August 15, 2012 / Evolve IP

The advent of social media has made the sharing of pictures, videos, and other media incredibly easy and, most of all, free. So it’s hard to believe that there are still voice mail hackers breaking into voice mail systems in order to make free calls. But it does happen. And when it does, your business is left stuck with the phone bill, or worse.

Voice mail hacking was at the heart of the scandal that has unraveled several major publications at News Corp, and led to media mogul Rupert Murdoch resigning from the board. If voice mail hacking can undo one of the most powerful men in media, just think about what it could do to your business.

By educating yourself on how these hackers can get into your system, you can spot the signs and put protection in place. Read on for an explanation of how voice mail hacking works and how it can be prevented.

How it happens
The simplicity of voice mail fraud is what makes it so dangerous — it happens quickly and often goes unnoticed. The most popular times for a voice mail hack to take place are on weekends, holidays, or any other time after normal business hours.

The hacker dials into several voicemail boxes either directly or through an auto attendant. Then he simply guesses a series of numbers until he strings together an insecure password associated with a voice mail box. This is known as a simple dictionary attack or brute-force attack.

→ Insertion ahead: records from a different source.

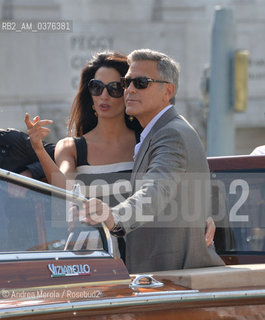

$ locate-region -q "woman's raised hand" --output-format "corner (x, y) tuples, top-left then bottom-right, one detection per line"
(25, 113), (53, 152)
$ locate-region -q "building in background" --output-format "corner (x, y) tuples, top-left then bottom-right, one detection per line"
(0, 0), (265, 154)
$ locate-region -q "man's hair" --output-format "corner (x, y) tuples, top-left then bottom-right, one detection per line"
(128, 49), (179, 104)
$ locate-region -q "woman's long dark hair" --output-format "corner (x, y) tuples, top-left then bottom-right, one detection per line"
(68, 51), (142, 137)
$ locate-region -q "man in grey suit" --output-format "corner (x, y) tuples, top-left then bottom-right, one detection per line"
(85, 49), (223, 273)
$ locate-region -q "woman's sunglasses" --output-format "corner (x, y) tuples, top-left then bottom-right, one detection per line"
(121, 77), (169, 89)
(88, 79), (123, 98)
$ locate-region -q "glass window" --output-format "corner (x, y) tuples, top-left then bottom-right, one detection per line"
(0, 176), (107, 252)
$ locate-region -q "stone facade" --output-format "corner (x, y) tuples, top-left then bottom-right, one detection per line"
(0, 0), (265, 154)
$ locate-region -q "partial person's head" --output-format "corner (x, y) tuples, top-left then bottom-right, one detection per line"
(68, 51), (140, 136)
(122, 49), (179, 127)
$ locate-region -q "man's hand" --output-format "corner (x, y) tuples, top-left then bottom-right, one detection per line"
(205, 217), (216, 247)
(79, 198), (114, 230)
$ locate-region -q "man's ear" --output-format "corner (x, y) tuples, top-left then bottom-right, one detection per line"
(164, 83), (175, 102)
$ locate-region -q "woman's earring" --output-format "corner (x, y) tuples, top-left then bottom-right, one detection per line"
(92, 105), (98, 117)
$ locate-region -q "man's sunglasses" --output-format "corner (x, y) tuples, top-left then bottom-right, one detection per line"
(121, 77), (169, 89)
(88, 79), (123, 98)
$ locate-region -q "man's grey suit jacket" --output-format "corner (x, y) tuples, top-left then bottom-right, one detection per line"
(113, 107), (223, 273)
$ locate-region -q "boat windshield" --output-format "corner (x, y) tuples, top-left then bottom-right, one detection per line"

The best protection is the simplest
Now that you know that all a hacker needs to do is guess an insecure password, you can probably predict what the best protection is: a strong password. The indicators of a strong password should be common sense. You’re looking for length, complexity, and unpredictability. Yet many employees overlook the simplest method of protection and make common mistakes when it comes to setting their password. You should never set your password as your extension number, “0000,” “1111,” “1234,” or “123456.”

When it comes to choosing secure a password, the best weapon is length. Make sure your password is at least six characters long. In fact, each additional character increases security tenfold. But don’t stop at changing your password. Users that have been hacked before are frequent targets for future attacks, so we encourage businesses to be as vigilant as possible by taking these simple precautions:

  • Use password expirations. This forces users to change their password on a regular basis.
  • Only allow international calling for those that really need it.
  • Disable auto attendant access to voice mail after hours.
  • If you suspect fraudulent activity, change the user’s password and contact your service provider immediately.

Voice mail hacking has been around as long as voice mail itself, and there’s no guarantee that you will be able to completely protect yourself from a malicious attack. But the good news is the best protection is simple and free.